Other characteristics common to most vampires, are superhuman strength, extreme physical agility, extremely sharp hearing, acute vision, a magnified sense of smell, shape-shift and the ability to hypnotize. Some vampires are also known to fly, levitate, become invisible, time-travel, start fires, use telekinesis and telepathy, self-heal, cast spells and move with extreme speed.

A vampire could live off the blood of one human almost indefinitely, if he drinks only small amounts of blood each day, drinking too much of course, kills the victim. Drinking the blood takes restraint by the vampire as it causes great pleasure and sexual arousal.

When it comes to sleep, the vampire in general, requires as much sleep as the mere mortal, they are not bound to a coffin, as any dark sanctuary, such as a basement or crypt will do. Vampires need rest in order to rejuvenate. An old vampire folklore says that for a vampire to enter a house for the first time, he must be invited.

It is no small mystery that the bat has associations with vampires, and there is good reason. The vampire bat is small in size and has a particularly frightening appearance. It has an erect stance, large eyes, incredibly sharp teeth, and a lower lip possessing a cleft. The vampire bat is indeed a blood drinker that feeds on ground level and attempts to hypnotize its prey before attacking a vein and lapping up blood with a long tongue, it will drink until it’s sated.
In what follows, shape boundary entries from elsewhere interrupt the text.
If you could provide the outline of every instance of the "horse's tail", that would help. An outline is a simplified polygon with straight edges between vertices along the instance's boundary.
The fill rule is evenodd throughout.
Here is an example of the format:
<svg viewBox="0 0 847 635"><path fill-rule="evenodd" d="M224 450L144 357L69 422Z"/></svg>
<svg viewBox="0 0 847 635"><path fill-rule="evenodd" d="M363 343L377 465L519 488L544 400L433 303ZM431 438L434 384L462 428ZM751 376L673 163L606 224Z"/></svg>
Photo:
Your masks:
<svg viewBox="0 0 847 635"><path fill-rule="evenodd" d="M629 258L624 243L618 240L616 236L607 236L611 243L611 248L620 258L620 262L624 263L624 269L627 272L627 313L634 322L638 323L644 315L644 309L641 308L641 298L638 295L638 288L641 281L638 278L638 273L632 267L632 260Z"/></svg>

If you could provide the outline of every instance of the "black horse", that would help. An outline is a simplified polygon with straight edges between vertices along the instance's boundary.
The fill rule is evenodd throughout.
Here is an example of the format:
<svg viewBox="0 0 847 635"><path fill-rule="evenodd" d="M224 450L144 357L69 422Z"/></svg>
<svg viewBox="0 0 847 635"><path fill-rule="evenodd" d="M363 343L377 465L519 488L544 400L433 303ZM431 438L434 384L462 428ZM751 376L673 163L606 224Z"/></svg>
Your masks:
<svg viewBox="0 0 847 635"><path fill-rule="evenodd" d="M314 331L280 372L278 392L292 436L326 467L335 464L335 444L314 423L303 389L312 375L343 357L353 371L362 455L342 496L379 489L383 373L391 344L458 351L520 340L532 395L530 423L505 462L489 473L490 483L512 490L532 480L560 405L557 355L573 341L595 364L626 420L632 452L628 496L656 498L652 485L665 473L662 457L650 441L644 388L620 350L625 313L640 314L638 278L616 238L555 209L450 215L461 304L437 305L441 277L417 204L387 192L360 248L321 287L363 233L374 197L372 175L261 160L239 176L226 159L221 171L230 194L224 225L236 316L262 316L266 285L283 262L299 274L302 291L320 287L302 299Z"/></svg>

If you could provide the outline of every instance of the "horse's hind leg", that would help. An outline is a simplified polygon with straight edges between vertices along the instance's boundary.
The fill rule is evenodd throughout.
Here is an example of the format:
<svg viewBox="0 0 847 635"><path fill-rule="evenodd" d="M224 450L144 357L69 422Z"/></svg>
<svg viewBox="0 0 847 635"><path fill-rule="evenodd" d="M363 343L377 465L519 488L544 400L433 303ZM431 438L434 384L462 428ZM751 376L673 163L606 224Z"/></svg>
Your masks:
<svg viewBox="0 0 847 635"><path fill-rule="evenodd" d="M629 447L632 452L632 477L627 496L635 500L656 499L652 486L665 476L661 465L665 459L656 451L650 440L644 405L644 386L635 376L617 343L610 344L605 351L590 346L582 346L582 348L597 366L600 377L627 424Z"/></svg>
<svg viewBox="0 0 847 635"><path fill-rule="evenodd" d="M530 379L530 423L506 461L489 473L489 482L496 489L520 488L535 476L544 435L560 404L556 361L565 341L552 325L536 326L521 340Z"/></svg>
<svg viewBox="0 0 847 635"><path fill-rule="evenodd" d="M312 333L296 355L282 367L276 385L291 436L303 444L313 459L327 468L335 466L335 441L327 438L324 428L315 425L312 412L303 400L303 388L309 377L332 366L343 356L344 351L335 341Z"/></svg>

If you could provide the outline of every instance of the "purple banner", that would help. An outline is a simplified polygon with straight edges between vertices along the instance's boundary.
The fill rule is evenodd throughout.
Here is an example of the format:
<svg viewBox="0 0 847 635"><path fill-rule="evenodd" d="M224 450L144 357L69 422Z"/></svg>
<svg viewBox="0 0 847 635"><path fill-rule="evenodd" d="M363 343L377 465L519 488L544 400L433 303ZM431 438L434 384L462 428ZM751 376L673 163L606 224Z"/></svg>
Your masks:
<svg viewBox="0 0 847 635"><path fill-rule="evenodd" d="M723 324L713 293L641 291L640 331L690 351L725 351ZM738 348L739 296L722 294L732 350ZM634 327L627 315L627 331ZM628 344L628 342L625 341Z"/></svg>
Like vampires, these bats must maintain regular blood intake or face rapid deterioration.

Finding A Real Vampire

Vampires prefer colder regions with less sunlight and more cloud cover.

Vampires tend to have dark rings around the iris of their eyes.

Vampires are drawn to dark venues and night life such as bars, clubs, lounges and raves

Vampires generally have noticeably different color surrounding the pupil.

They have shallow breathing at all times, except when they are upset or excited.

Vampires will match the heart rate of the person who is next to them while they sleep, or during sex.

A vampire can make you feel however they are feeling in the moment, though this is usually done without the vampire knowing its happening.

A vampire will know when you are looking at them, even if you simply glance in their direction.

Their aura will have a heavy, dark vibe to it.

Their bedroom will usually be the coldest and darkest room in the house.

Vampires tend to unintentionally make electronics malfunction in odd ways when they are around them.

Vampires are sensitive to sunlight and other bright lights, resulting in headaches and stress.

If you decide to seek out a vampire now you have the knowledge, it is not difficult. However, be aware before you do this, aligning yourself with a vampire is a very dangerous game, and once you’re on a vampire’s radar there is no turning back. Your life will never be the same, and you will never be the same again, your life will no longer be your own and there will always be a dark shadow following you. You have been warned, proceed with care.